The patterns classification tests with less number of fuzzy rules and the use of faster activation functions allow the model proposed in this paper to be identified as a model that maintained the accuracy of pattern classification and at the same time significantly decreased the response time to carry out the activities. This approach accredits the model to work with large-scale databases (big data).

The tests performed verified that the definition of weights and bias using wavelets, the use of a cloud data group and the use of the ReLU activation function is satisfactory for the classification of binary patterns executed by fuzzy neural networks. Basing the parameters to represent the characteristics of the base, we find essential variations in the results of precision found. This approach brings more representativeness to the results of the FNN that can elaborate more fuzzy rules with the input data.

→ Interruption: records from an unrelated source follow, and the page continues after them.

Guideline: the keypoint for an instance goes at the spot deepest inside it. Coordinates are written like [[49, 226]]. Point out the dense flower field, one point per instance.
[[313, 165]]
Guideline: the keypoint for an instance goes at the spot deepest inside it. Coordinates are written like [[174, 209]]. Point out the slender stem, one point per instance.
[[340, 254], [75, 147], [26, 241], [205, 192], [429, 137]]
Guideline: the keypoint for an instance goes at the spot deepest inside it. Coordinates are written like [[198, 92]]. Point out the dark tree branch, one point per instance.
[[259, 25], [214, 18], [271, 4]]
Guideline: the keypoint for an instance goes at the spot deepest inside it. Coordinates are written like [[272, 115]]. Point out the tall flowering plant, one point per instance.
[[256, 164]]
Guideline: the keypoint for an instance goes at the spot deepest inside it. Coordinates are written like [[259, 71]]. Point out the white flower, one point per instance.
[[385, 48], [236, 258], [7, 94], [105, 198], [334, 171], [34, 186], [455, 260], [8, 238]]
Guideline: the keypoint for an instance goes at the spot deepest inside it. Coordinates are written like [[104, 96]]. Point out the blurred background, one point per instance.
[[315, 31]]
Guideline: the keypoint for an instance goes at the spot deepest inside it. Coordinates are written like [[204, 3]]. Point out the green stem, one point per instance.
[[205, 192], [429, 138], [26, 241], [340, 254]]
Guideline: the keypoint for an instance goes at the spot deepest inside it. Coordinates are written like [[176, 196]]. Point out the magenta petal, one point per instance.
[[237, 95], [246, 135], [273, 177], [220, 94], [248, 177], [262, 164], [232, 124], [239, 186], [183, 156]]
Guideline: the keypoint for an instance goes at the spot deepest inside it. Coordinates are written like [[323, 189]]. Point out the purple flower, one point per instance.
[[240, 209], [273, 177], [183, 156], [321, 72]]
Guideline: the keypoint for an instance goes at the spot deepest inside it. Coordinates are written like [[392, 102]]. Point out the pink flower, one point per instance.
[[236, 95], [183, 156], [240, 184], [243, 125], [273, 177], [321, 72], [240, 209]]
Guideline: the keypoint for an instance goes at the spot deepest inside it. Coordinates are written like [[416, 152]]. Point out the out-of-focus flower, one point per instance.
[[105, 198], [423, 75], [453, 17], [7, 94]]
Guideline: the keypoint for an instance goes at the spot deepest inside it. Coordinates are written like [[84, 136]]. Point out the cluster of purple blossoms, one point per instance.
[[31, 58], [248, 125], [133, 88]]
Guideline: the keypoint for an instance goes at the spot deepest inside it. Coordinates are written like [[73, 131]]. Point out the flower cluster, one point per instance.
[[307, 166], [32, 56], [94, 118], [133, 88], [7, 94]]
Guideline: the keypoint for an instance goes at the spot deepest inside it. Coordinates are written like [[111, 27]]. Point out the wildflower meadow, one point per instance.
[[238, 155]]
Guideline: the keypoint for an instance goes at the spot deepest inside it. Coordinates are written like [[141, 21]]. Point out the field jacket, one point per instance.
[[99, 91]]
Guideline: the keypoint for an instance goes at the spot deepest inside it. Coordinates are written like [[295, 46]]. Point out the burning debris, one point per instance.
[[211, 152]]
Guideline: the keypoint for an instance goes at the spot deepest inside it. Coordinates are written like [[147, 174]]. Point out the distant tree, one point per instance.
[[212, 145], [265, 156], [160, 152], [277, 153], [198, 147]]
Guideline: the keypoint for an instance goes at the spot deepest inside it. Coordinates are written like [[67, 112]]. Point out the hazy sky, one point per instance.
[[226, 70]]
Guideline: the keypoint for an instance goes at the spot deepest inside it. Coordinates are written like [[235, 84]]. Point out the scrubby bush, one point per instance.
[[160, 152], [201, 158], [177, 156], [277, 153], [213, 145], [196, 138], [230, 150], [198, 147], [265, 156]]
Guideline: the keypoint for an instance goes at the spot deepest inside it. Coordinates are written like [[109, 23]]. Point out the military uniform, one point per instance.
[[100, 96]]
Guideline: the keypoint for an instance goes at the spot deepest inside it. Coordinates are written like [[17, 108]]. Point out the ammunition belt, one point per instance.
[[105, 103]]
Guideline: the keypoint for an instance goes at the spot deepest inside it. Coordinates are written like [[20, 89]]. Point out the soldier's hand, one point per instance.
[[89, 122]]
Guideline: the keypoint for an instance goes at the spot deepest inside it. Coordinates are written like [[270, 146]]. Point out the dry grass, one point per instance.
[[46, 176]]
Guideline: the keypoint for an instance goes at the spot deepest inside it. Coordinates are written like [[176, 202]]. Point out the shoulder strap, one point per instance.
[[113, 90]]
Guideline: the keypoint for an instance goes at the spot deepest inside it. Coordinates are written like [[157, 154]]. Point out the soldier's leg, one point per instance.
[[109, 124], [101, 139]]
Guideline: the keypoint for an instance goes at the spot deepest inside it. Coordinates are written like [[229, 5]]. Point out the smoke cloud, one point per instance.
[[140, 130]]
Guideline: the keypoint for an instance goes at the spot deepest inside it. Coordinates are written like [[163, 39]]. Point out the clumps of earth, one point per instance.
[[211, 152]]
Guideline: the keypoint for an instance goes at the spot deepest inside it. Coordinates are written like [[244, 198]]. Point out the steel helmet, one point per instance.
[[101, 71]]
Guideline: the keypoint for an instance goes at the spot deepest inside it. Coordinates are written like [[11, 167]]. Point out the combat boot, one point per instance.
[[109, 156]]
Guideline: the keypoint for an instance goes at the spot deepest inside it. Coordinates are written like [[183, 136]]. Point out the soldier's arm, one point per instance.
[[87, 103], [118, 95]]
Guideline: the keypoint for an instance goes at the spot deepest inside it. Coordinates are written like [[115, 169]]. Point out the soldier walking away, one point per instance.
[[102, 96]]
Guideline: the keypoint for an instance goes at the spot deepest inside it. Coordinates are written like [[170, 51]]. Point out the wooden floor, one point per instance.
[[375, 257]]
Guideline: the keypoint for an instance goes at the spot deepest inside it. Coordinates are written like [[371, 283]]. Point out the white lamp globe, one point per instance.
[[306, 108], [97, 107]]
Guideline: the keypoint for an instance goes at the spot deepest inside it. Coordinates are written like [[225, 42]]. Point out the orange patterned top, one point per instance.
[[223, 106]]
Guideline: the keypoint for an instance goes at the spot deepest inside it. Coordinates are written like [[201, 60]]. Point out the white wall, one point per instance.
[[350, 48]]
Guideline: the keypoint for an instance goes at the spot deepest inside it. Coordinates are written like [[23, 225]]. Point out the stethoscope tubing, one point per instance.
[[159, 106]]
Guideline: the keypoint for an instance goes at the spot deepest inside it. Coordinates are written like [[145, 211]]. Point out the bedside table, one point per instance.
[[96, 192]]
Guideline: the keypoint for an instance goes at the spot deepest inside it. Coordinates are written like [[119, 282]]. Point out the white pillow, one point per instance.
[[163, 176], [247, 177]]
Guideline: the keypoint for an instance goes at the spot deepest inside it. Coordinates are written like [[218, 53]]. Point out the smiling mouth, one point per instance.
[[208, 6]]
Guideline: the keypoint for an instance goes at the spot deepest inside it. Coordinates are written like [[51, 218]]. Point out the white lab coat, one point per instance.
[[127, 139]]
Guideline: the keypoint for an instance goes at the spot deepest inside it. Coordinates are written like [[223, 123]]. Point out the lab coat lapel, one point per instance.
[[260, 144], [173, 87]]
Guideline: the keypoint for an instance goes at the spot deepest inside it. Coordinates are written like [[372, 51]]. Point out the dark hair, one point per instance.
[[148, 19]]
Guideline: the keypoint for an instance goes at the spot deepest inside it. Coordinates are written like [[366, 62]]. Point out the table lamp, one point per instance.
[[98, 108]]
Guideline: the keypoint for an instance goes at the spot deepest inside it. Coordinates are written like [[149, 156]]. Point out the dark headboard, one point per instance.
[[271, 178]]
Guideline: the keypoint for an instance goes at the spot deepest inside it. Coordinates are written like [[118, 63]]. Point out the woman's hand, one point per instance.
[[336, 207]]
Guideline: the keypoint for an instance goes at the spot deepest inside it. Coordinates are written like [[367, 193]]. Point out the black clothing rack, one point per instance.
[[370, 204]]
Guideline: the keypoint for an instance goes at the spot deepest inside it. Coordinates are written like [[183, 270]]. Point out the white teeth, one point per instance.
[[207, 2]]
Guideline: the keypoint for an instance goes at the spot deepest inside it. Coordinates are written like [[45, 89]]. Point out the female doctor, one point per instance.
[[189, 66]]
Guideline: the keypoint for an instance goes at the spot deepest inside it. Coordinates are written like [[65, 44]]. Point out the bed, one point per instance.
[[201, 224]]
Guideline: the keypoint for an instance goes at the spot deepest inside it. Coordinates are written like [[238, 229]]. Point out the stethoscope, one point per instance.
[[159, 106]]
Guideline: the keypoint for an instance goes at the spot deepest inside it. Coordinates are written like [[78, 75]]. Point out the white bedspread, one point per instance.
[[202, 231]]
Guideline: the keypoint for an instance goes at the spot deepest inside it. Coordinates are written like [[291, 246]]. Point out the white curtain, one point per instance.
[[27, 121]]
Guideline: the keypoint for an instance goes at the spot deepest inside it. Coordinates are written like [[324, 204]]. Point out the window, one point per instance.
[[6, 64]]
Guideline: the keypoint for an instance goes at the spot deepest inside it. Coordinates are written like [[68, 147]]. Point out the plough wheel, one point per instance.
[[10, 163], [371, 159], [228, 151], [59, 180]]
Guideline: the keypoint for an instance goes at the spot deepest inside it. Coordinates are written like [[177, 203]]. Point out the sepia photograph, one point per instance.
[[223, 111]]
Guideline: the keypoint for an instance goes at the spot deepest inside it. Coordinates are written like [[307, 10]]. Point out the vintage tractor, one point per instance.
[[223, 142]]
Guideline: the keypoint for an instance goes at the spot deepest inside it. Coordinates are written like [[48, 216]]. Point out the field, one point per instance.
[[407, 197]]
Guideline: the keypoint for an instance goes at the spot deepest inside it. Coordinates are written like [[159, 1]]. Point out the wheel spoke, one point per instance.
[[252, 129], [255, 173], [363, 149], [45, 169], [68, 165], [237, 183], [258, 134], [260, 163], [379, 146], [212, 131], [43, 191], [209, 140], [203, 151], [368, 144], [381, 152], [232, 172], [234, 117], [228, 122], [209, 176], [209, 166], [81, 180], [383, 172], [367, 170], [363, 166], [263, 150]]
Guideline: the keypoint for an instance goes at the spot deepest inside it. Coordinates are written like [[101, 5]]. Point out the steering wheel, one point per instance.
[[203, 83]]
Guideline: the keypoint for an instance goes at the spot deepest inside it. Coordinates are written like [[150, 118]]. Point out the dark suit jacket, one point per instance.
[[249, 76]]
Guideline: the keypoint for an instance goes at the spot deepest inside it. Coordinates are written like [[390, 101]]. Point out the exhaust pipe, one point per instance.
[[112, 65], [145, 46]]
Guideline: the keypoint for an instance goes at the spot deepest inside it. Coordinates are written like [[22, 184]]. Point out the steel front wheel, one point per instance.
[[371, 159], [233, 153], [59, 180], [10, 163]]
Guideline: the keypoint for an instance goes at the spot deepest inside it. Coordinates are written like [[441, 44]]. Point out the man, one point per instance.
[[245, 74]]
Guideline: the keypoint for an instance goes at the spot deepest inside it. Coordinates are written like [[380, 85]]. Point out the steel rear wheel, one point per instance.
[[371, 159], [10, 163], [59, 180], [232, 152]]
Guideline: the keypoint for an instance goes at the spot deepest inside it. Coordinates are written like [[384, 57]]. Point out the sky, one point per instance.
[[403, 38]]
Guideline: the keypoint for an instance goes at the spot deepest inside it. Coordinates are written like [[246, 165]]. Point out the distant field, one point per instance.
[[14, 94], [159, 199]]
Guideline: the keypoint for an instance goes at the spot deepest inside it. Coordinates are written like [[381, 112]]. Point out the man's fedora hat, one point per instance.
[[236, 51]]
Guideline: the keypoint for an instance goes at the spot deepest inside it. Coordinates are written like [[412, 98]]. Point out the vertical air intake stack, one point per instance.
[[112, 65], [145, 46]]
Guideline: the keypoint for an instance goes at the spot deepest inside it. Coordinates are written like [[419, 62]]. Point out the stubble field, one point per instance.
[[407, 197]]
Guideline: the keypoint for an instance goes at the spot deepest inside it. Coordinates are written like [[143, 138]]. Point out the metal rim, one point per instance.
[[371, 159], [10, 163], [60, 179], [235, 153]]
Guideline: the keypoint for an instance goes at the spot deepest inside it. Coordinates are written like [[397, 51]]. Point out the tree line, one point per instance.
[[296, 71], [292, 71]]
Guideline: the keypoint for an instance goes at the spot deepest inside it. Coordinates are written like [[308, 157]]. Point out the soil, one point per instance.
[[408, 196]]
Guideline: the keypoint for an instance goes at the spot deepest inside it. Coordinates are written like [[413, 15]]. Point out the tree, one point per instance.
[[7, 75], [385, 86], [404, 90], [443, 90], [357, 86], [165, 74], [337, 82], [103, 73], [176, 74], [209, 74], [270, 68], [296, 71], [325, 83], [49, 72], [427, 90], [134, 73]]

For future work can be checked the impact on the model output and the processing time of your actions using other types of membership functions. Because data clouds theory allows the use of any existing membership function, there may be improvements in the classification of patterns by changing the type of function used.

Other approaches can be performed to optimize parameters related to Grid size, the number of bootstrap repetitions and consensus threshold. Despite finding suitable results, cross-validation spends a high computational time to perform the combinations defined in the tests and determine the models. With advanced optimization techniques, genetic algorithms and other existing intelligent approaches, the best model parameters can be found more dynamically and efficiently. Also in extensions of this work can be applied problems of linear regression, prediction of time series to verify if the model maintains its capacity of universal approximation. Other training approaches can also be evaluated to identify the impacts ELM can generate on parameter setting. Finally, the application of this intelligent model is stimulated for problems with larger dimensions than those that were initially submitted to the test. The SODA technique lowers the complexity of the network structure, so for problems of high dimensionality and Big Data, the model may be suitable to deal with such kind of problems. Testing real problems with large volumes of data is a strongly encouraged approach to examining the model.